Chair: Thank you, Minister. I thank all of you. This is a brief thank you to all those who have come from abroad, especially our friends from Portugal, Colombia, Morocco and all the other countries represented, to all those who have come from throughout the United Kingdom and to our speakers, who have been extremely helpful to us as a Committee in fashioning our views on what we should do in the report. We must continue this dialogue. Please keep in touch through our website. As we said earlier, if you have new submissions, let us have them. We are going to make decisions on this very shortly, so please let us have your views as soon as possible.

My final thanks go to our staff-Tom Healey, Ellie and all the Select Committee staff-for all the hard work that they have done.

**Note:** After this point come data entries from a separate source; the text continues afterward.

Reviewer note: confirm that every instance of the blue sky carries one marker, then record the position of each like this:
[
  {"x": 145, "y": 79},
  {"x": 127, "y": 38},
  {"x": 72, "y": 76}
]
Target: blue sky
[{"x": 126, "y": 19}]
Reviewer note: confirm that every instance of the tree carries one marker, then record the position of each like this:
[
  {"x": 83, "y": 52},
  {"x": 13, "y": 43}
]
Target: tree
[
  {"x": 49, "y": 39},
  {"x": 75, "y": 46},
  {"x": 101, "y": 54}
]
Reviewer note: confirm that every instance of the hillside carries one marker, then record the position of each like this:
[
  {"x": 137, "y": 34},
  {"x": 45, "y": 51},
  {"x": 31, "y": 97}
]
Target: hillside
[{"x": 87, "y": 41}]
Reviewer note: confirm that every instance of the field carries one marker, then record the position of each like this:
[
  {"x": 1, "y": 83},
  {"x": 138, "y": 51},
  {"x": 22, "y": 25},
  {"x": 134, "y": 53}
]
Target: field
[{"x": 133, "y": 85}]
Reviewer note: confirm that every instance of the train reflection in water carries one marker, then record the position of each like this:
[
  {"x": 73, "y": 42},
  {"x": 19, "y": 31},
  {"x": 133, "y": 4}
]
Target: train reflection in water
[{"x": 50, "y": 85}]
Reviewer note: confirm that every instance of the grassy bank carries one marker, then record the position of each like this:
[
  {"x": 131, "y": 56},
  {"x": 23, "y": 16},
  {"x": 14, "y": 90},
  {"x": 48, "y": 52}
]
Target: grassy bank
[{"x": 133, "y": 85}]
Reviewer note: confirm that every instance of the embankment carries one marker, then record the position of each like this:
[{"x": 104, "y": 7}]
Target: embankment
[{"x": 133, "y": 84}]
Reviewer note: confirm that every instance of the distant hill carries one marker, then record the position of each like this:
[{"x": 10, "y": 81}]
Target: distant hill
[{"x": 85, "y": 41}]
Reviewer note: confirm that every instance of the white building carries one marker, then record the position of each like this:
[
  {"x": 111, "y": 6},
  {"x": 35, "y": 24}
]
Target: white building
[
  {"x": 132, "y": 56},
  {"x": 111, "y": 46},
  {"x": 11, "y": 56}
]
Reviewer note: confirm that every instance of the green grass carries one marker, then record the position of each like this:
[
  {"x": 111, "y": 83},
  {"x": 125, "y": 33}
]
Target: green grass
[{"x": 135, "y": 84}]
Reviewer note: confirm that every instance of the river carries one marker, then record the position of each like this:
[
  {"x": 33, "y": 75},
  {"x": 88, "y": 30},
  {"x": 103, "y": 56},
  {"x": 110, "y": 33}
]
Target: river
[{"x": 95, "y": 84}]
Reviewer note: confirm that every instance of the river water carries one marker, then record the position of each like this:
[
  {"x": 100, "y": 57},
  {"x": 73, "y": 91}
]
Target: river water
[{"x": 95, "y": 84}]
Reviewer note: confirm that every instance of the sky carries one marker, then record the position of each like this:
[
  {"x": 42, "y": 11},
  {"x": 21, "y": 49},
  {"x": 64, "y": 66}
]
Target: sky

It is unusual for Select Committees to have seven hours of conferences of this kind. Normally, as you know, our witnesses sit in front of us and are very politely treated by members of the Select Committee. This is a slightly different format, and it has been very helpful in enabling us to canvass a wider range of views. Thank you to Alun Michael, Nicola Blackwood and Mark Reckless for staying through to the very end.

May I ask people to leave their name badges? In this time of austerity, I am afraid we are going to recycle you. You will become someone else for the next seminar. In the meantime, thank you very much, and please keep in touch.